Device fingerprinting uses the data sent by a PC, smartphone or tablet computer to websites to help them send back the right data. The researchers put together their own automated scanning tool, called FPDetective, in a bid to discover which major websites might be using this technique to track users.
"In 2010, [Peter] Eckersley demonstrated that benign characteristics of a browser's environment, like the screen dimensions and list of installed fonts, could be combined to create a unique device-specific fingerprint," say the researchers.
Eckersley is a senior staff technologist at US privacy group the Electronic Frontier Foundation.
According to the researchers, 145 out of 10,000 major websites currently use the device fingerprinting technique to surreptitiously identify and track users.
"In the modern web, the browser has emerged as the vehicle of choice, which users are to trust, customize, and use, to access a wealth of information and online services. However, recent studies show that the browser can also be used to invisibly fingerprint the user: a practice that may have serious privacy and security implications," they claim.
Device fingerprinting is able to build up profiles of web users because certain attributes do not change over time - people tend to use the same browser, for example, and may not change their screen when they upgrade their PC.
"Web-based device fingerprinting is the process of collecting sufficient information through the browser to perform stateless device identification. These fingerprints may then be used as identifiers for tracking the device in the web," say the researchers. The technique typically uses either Javascript or plugins such as Adobe Flash.

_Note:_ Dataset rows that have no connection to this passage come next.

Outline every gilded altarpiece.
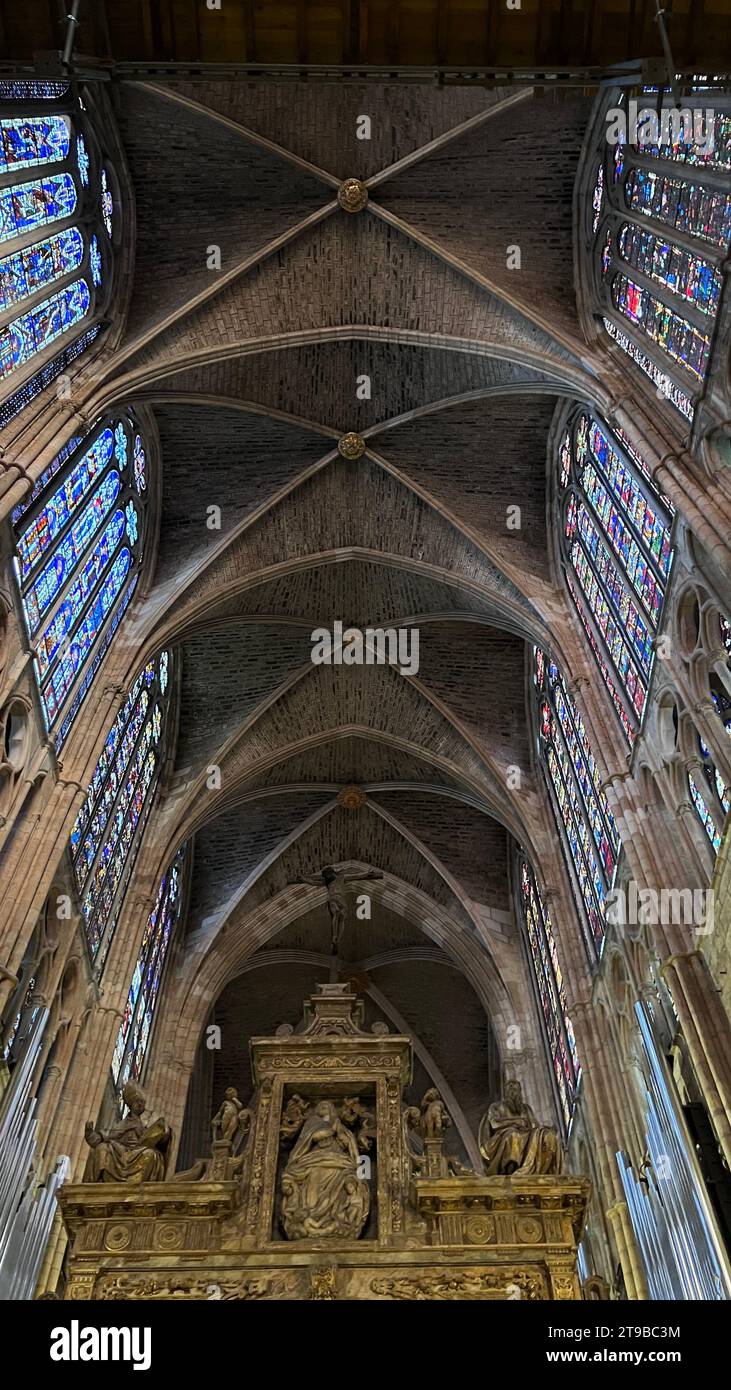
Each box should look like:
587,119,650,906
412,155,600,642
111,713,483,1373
60,986,588,1301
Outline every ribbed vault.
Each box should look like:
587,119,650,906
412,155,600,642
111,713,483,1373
85,81,610,1128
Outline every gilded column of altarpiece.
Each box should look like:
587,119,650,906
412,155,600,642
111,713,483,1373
60,984,588,1301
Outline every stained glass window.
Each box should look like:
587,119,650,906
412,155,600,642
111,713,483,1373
13,413,146,748
603,318,695,420
588,97,731,421
534,648,621,955
611,275,710,381
520,863,581,1130
68,652,175,974
639,111,731,172
617,222,723,316
557,407,673,745
592,164,605,232
698,727,731,816
111,847,185,1093
0,82,110,408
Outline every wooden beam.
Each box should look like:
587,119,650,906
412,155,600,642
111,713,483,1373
436,0,449,68
243,0,257,63
142,0,154,58
297,0,307,65
386,0,400,64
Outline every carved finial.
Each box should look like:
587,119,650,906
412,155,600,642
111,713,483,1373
338,178,368,213
338,783,368,810
338,430,366,460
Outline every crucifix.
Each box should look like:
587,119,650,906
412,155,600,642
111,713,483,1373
293,865,384,983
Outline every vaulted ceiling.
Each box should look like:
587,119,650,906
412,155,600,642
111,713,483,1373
96,81,602,1113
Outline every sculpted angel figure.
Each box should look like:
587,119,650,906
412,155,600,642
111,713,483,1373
211,1086,252,1144
289,865,384,955
420,1086,452,1138
83,1081,172,1183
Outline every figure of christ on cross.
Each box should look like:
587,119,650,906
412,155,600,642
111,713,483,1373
293,865,384,979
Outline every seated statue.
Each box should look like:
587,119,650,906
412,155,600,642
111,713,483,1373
479,1081,561,1176
281,1101,370,1240
83,1081,172,1183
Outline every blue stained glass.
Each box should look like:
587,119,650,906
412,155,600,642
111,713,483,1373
54,574,138,752
0,115,71,174
101,170,114,238
0,174,76,242
625,168,731,246
89,236,101,286
111,847,185,1093
36,512,125,678
135,435,147,493
17,428,114,580
13,435,82,525
114,425,128,468
611,275,710,381
0,79,68,101
534,648,621,952
0,279,92,377
42,548,132,723
0,324,101,430
69,657,170,974
602,318,695,420
0,227,83,309
688,773,721,853
125,502,138,545
76,135,89,188
521,863,581,1129
560,411,673,744
24,468,122,635
617,222,723,316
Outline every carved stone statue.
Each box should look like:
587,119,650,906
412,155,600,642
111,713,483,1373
211,1086,252,1144
83,1081,172,1183
281,1101,371,1240
479,1081,561,1176
290,865,384,955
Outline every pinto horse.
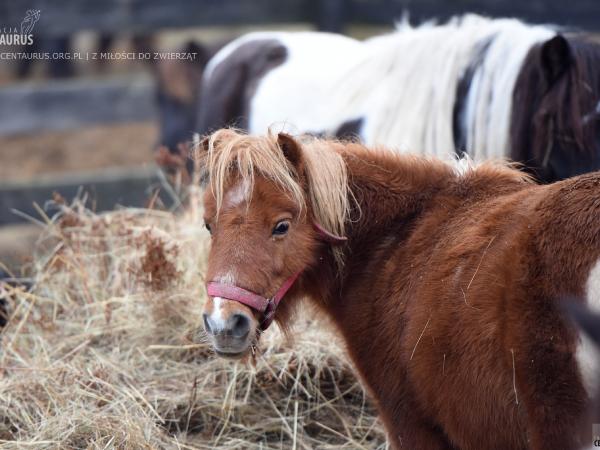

The Tor web browser, used to browse the "dark web" with encrypted communications, has built-in defences against device fingerprinting, but is also vulnerable to a number of attacks, say the researchers. Firegloves, a browser extension for Firefox, was also vulnerable - not least because its presence, used by just 1,750 Firefox users - is also an identifier.
"Our findings are in line with prior results showing that user-agent-spoofing extensions can be straightforwardly discovered and bypassed."
"Do not track" HTTP header fields, which is being pushed as a privacy standard by companies such as Microsoft, also did not protect users.